The Data Protection Commissioner has written to political parties to caution them about communicating with individuals using text, email or phone in the forthcoming election.
The Commissioner said that his office had received numerous complaints during previous election campaigns.
He said subsequent investigations revealed that contact details were obtained from sources such as sports clubs, friends, colleagues and schools.
Obtaining personal data in such circumstances constitutes a breach of the Data Protection Acts.
I rang the Data Protection Commissioner to find out how many politicians or political parties had been prosecuted as a result of these investigations.
Before ringing I made a mad guess that the answer would be zero and indeed that mad guess turned out to be, well, not so mad.
Here’s some of what I was told by a spokesperson.
If a company sends an email or text to a citizen without permission they can be immediately prosecuted, the law is crystal clear on the matter.
However, there is a special exemption written into the law for politicians and political parties.
In other words these people and organisations have full rights to bombard citizens with any amount of unsolicited material at any time of day or night.
Now we have to stop here and consider this special exemption.
Who made this decision? Was it a politician, a civil servant – or both? Why should politicians enjoy this special exemption?
Is it just another of those occasions where the law and state institutions are utilised (abused?) to provide politicians with an advantage at the expense of citizens?
But there’s good news.
Apparently politicians/political parties can be fined up to €3,000 (about five days expenses for the average TD?) if they illegally obtain contact details of citizens through such sources as sports clubs, friends, colleagues and schools.
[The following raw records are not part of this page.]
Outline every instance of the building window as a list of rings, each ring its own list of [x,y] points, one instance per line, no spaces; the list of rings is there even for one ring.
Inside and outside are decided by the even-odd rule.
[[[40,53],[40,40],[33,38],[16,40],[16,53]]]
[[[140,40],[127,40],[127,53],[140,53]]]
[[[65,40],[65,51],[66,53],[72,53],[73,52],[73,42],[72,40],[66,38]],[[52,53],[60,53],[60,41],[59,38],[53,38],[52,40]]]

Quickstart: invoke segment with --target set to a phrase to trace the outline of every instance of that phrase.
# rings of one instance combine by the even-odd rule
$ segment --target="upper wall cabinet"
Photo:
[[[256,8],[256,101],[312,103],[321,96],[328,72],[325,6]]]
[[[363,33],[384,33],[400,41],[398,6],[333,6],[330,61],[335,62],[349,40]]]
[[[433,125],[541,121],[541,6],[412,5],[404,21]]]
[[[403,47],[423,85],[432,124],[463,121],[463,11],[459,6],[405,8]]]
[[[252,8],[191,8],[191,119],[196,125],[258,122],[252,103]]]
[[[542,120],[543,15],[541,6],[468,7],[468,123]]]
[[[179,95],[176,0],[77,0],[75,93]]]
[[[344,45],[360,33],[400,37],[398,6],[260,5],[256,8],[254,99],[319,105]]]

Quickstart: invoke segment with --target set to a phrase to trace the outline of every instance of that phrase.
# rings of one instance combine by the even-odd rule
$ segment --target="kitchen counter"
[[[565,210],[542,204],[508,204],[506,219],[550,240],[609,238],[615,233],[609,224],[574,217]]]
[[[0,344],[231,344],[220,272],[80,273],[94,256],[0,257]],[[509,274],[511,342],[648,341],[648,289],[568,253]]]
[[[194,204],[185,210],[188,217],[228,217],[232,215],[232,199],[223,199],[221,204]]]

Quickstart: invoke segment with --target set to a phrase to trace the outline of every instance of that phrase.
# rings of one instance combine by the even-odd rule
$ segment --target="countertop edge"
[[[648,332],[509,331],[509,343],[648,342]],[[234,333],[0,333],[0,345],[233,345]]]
In his warning the Commissioner revealed that he had indeed received and investigated numerous such complaints after recent elections so I put the obvious question to the Commissioner’s spokesperson.
Has your office ever taken action against a politician or political party for breaching the Data Protection Act?
No, it hasn’t arisen. You see our first action is never to serve an enforcement order in any of the complaints we deal with.
(Translation: Our first action is never to enforce the law?).
You’re confirming that you’ve never served an enforcement order against a politician or political party.
We investigated complaints in the local government and general elections but it hasn’t been necessary to actually serve an enforcement order because in each case, when we found out, they agreed to delete the details.
This is similar to the strategy adopted by the Financial Regulator when banks were found to be robbing their customers – just pay back the money and promise to be good in future.
This method of dealing with alleged law breakers is one of the principal reasons why our country is now facing total ruination.
The (Tammany Hall) system can be outlined as follows.
An activity is taking place that is damaging to the general public.
Laws are introduced and an organisation is set up to enforce those laws to protect the general public and the good of society.
If it is found that the laws are ‘inconvenient’ for some vested interests (politicians, bankers, property developers, solicitors etc.) a number of options can be considered.
Write an exemption into the law. This is usually buried deep within the legislation.
Ensure that the enforcement agency is provided with only minimum powers and is so understaffed and under funded that it will be impossible to carry out its remit.
The ODCE, presently investigating Anglo Irish Bank, is a good example of this kind of strategy.
Equip the so called regulator with Soviet style secrecy laws which debars any questions whatsoever. The Financial Regulator is a good example of this strategy.
Allow civil servants wide discretion regarding the implementation of the law. This particular case is a good example of this strategy.
The Data Protection Commissioner could have taken action against politicians/political parties for breach of the Act but chose instead to come to a mutual agreement
Ignore the law altogether. This is a very common strategy in Ireland. Ansbacher and DIRT are just two examples where so called regulatory agencies were aware of serious breaches of the law but failed to take action.
The failure to rigorously enforce laws by a wide range of state agencies over a prolonged number of years has led to the inevitable – political chaos, impoverishment and hardship for ordinary citizens and national shame in front of the world community.
Allow me to end by making another (mad) guess/prediction – not a single politician or political party will receive an enforcement order from the so called Data Protection Commissioner as a result of any breaches of the Act in the forthcoming election.